Frontier 

History

When Frontier County was established in 1872, the land was inhabited predominantly by cattlemen who had come to the area for the rich grazing land that it offered. When it came time to name the new county, the fact that it was located in what was referred to at that time as part of the Nebraska frontier led organizers to name it as such.

Henry and Mortimer Clifford were two of the early cattlemen to live in the area and their efforts are greatly credited for the organization the county. The Clifford brothers had come to the area, married Indian women, and decided to settle along Medicine Creek where they could raise cattle. The site of the Cliffords' settlement was not too far from where the present town of Stockville is located.

Two years before the county was officially established, cattlemen came to know the W.L. McClary ranch as the place where information could be exchanged or left for those who passed back and forth through the area. This site was located near the geographic center of the county and would be the forerunner to the settlement that would become known as Stockville, the county seat.

Stockville is not only in the geographic center of the county, it also has been the center of considerable controversy over the years.

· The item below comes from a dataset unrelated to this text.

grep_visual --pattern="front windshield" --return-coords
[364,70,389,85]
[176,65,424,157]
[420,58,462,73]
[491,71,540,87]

Among the towns that were settled in the county was Curtis, located along Curtis Creek to the northwest of Stockville. Curtis was the beneficiary of a railroad line that passed through the area. Because of this, it developed much more quickly than Stockville, which had no rail line. For many years the townspeople of Curtis would call for an election to relocate the county seat to their community. These calls began shortly after the turn of the century and continued up until a decade or two ago. Despite their numerous attempts, the townspeople of Curtis were never successful in their quest.

Today, the courthouse that was built in 1888 is the prominent feature of Stockville's main street.